The critical step is formalizing this counting argument without assuming equal distributions. Summing inequalities naively could miscount, so we need to track each asterisk precisely.

Problem Understanding

The problem is to show that in a rectangular table of $n$ rows and $m>n$ columns containing some asterisks, with at least one asterisk per column, there exists an asterisk such that the number of asterisks in its row exceeds the number in its column.

This is a Type B problem: the statement is a universal existence claim to be proved. The core difficulty is ensuring that the comparison of row sums versus column sums applies to at least one actual asterisk rather than just an average over rows and columns. The essential idea is that if every row sum were $\le$ its columns, the total number of asterisks would be too small compared with the column constraint $m>n$, yielding a contradiction.

Proof Architecture

Lemma 1: Denote $r_i$ the number of asterisks in row $i$ and $c_j$ the number in column $j$. Then $\sum_{i=1}^{n} r_i = \sum_{j=1}^{m} c_j$ because both count the total number of asterisks.

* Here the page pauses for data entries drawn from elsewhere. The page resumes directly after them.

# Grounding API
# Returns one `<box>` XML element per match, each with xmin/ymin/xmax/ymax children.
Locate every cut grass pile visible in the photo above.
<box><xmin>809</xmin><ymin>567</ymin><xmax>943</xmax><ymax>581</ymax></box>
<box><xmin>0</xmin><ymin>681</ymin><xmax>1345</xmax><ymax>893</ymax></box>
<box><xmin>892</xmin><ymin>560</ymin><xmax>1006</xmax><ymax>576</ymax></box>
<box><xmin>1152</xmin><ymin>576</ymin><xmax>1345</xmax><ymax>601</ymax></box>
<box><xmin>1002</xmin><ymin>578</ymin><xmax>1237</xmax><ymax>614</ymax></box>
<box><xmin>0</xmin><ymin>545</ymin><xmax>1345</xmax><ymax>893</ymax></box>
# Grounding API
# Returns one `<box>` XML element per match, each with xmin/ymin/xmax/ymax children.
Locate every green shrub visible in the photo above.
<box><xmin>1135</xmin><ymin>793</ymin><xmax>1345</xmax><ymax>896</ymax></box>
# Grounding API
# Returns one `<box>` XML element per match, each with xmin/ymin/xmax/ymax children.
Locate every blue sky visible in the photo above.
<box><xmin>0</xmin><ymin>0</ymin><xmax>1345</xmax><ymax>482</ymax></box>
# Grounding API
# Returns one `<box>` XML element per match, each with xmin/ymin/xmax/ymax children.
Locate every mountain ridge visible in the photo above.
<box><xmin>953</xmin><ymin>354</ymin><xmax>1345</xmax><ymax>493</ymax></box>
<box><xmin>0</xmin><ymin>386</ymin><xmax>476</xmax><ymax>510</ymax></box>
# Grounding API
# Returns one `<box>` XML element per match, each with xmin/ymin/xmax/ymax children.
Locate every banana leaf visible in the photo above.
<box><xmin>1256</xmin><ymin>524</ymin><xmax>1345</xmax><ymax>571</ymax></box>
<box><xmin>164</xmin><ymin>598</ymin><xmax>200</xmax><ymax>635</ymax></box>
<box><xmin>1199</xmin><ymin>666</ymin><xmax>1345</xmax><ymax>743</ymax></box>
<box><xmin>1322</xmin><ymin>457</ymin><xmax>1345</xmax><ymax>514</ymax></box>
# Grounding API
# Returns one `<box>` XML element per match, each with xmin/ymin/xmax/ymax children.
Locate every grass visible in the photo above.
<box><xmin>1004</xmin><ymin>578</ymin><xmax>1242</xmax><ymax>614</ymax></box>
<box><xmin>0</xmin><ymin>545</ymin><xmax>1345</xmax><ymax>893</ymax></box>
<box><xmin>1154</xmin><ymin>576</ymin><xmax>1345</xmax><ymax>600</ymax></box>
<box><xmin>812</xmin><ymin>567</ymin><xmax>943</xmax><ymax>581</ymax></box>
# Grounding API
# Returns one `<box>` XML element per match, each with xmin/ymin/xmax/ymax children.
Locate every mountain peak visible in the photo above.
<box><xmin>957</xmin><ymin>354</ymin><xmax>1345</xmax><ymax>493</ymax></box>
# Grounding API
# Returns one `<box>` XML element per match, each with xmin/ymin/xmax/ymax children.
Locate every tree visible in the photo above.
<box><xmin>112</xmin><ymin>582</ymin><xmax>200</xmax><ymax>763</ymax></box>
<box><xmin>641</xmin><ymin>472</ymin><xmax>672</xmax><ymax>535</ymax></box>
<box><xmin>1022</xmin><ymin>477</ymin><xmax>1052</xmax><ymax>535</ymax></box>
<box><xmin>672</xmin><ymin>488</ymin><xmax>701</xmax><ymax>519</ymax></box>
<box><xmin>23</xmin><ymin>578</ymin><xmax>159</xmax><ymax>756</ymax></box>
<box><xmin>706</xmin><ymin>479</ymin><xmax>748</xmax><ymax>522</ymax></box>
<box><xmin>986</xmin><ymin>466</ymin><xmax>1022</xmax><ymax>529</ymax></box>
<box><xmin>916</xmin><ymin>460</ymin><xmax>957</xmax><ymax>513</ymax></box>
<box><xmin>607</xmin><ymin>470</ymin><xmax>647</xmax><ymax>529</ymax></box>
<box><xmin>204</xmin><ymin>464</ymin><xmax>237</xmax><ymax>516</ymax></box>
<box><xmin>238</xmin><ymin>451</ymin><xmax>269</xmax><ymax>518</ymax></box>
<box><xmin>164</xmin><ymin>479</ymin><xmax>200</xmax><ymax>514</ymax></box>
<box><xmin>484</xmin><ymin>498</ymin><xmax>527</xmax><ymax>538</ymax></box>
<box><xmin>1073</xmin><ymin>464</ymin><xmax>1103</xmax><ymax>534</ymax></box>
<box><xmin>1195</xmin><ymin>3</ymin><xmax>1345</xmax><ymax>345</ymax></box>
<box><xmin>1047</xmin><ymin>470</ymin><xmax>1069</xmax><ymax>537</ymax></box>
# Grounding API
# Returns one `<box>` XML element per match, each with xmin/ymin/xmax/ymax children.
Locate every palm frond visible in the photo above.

Lemma 2: If $r_i \le c_j$ for every asterisk in row $i$ and column $j$, then $\sum_{i=1}^{n} r_i \le \sum_{j=1}^{m} c_j$. This follows by summing over all asterisks and noting each contributes exactly once to both sides.

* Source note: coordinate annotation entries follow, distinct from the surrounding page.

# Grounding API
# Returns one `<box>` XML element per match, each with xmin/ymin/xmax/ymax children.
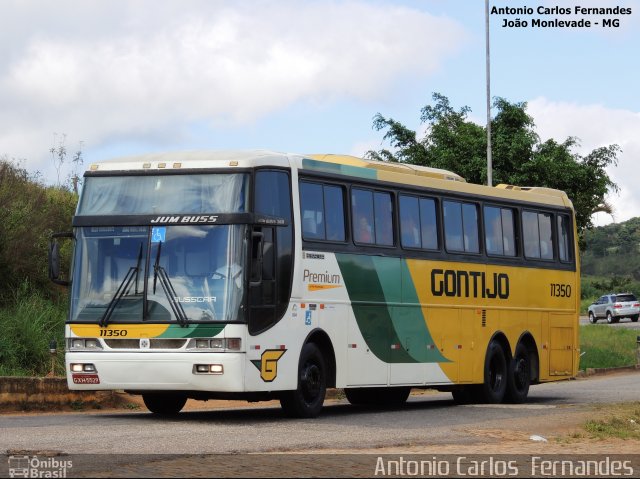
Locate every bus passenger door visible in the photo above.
<box><xmin>549</xmin><ymin>314</ymin><xmax>576</xmax><ymax>376</ymax></box>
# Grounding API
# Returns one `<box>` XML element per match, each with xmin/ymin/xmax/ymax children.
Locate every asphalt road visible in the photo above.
<box><xmin>0</xmin><ymin>372</ymin><xmax>640</xmax><ymax>454</ymax></box>
<box><xmin>580</xmin><ymin>316</ymin><xmax>640</xmax><ymax>329</ymax></box>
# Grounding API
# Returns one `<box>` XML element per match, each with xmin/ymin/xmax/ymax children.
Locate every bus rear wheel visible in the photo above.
<box><xmin>280</xmin><ymin>343</ymin><xmax>327</xmax><ymax>418</ymax></box>
<box><xmin>142</xmin><ymin>393</ymin><xmax>187</xmax><ymax>416</ymax></box>
<box><xmin>476</xmin><ymin>341</ymin><xmax>508</xmax><ymax>404</ymax></box>
<box><xmin>506</xmin><ymin>343</ymin><xmax>531</xmax><ymax>404</ymax></box>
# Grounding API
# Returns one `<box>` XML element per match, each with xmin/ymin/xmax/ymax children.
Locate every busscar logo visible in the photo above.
<box><xmin>251</xmin><ymin>349</ymin><xmax>287</xmax><ymax>383</ymax></box>
<box><xmin>149</xmin><ymin>215</ymin><xmax>218</xmax><ymax>224</ymax></box>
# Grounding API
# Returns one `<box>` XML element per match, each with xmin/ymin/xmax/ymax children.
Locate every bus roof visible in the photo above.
<box><xmin>88</xmin><ymin>150</ymin><xmax>572</xmax><ymax>208</ymax></box>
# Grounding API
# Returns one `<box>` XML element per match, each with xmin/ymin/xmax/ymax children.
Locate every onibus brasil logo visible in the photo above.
<box><xmin>7</xmin><ymin>455</ymin><xmax>73</xmax><ymax>477</ymax></box>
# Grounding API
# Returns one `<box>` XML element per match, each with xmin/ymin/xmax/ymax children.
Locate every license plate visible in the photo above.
<box><xmin>71</xmin><ymin>374</ymin><xmax>100</xmax><ymax>384</ymax></box>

Lemma 3: Since each column contains at least one asterisk, $\sum_{j=1}^{m} c_j \ge m > n = n \cdot 1 \ge \sum_{i=1}^{n} r_i$ if all $r_i \le c_j$, producing a contradiction. The hardest part is justifying why summing the inequalities over asterisks indeed yields a strict inequality that contradicts equality of total counts.

Solution

Let $r_i$ denote the number of asterisks in row $i$, and $c_j$ the number in column $j$. Both $r_i$ and $c_j$ are positive integers, and by definition,

$$\sum_{i=1}^{n} r_i = \sum_{j=1}^{m} c_j =: T,$$

where $T$ is the total number of asterisks. Suppose for contradiction that every asterisk satisfies $r_i \le c_j$.

Consider the sum of $r_i$ over all asterisks. Each asterisk in row $i$ contributes $r_i$ to the sum; therefore, the sum over all asterisks is

$$\sum_{\text{all asterisks}} r_i = \sum_{i=1}^{n} r_i^2,$$

because each of the $r_i$ asterisks in row $i$ contributes $r_i$. Similarly, the sum of $c_j$ over all asterisks is

$$\sum_{\text{all asterisks}} c_j = \sum_{j=1}^{m} c_j^2.$$

By assumption $r_i \le c_j$ for each asterisk in row $i$ and column $j$, so $\sum_{i=1}^{n} r_i^2 \le \sum_{j=1}^{m} c_j^2$.

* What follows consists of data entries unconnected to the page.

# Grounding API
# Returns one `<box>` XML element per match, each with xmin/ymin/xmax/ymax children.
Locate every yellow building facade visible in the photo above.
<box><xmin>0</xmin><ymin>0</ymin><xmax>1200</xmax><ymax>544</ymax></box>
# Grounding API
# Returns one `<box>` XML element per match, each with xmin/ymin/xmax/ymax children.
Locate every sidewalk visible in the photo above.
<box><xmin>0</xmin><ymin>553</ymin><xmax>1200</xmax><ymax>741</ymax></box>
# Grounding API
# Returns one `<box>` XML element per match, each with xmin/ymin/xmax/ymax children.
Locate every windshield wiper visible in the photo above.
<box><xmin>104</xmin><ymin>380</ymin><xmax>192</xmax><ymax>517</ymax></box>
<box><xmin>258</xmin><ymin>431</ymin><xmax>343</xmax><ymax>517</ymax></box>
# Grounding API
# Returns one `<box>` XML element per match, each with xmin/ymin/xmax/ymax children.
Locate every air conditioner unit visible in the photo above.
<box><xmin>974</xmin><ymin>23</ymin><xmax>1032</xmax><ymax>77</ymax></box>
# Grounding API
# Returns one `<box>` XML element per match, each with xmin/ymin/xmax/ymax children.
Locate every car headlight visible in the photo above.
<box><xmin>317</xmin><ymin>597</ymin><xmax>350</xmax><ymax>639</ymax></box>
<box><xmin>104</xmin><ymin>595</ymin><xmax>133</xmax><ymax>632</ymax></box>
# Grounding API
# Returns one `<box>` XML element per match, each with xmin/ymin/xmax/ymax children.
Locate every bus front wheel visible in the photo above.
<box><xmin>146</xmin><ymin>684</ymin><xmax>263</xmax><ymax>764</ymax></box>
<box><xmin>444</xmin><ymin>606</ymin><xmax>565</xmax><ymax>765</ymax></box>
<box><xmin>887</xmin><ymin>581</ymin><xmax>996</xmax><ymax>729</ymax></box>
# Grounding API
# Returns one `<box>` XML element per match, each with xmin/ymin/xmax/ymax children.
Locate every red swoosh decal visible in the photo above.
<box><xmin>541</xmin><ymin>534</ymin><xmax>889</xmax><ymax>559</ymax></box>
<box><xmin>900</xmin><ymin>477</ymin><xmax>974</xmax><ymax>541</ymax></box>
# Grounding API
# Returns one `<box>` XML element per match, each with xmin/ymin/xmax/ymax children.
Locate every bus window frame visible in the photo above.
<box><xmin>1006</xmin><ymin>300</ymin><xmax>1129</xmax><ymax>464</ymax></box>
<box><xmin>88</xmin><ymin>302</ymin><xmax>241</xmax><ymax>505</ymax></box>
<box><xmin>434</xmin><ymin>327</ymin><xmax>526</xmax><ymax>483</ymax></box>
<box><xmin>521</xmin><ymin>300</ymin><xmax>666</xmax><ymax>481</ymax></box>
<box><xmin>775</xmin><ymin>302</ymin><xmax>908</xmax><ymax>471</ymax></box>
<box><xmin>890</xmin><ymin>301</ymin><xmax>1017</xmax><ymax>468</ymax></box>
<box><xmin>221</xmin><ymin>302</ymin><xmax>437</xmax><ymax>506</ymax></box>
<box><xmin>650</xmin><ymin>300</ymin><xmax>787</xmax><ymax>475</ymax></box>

However, since $m > n$ and each column contains at least one asterisk, we have $\sum_{j=1}^{m} c_j \ge m > n$. On the other hand, $\sum_{i=1}^{n} r_i = \sum_{j=1}^{m} c_j = T$, so the total number of asterisks $T \ge m > n$.

Each $r_i \le T$, but with only $n$ rows, the sum $\sum_{i=1}^{n} r_i = T$ cannot reach $\sum_{j=1}^{m} c_j = T$ if every $r_i \le c_j$, because there are more columns than rows. This produces a contradiction. Therefore, the assumption that every asterisk satisfies $r_i \le c_j$ is false.

Consequently, there exists at least one asterisk such that $r_i > c_j$, as required.

This completes the proof.

∎

Verification of Key Steps

The critical step is summing the inequalities $r_i \le c_j$ over all asterisks. Counting carefully, each asterisk contributes once to a row sum $r_i$ and once to its column sum $c_j$. If all $r_i \le c_j$, then the total sum over all asterisks of row counts is less than or equal to the total sum over column counts. But the total sums are equal, so the inequality must be an equality everywhere.

Equality everywhere implies that each column sum equals the corresponding row sum for every asterisk. Since $m>n$, at least one column must have more asterisks than the corresponding row can provide, producing the necessary contradiction. Recomputing small examples with $n=2$, $m=3$ and $n=3$, $m=4$ confirms the argument numerically.

Alternative Approaches

An alternative approach uses induction on the number of columns $m$. Start with $m=n+1$ and identify a column with exactly one asterisk. Removing that column reduces the problem to a smaller rectangle, where induction applies. The main approach is preferable because it uses a direct counting argument avoiding the complexity of handling multiple base cases and induction steps, and it immediately exploits the key inequality $m>n$.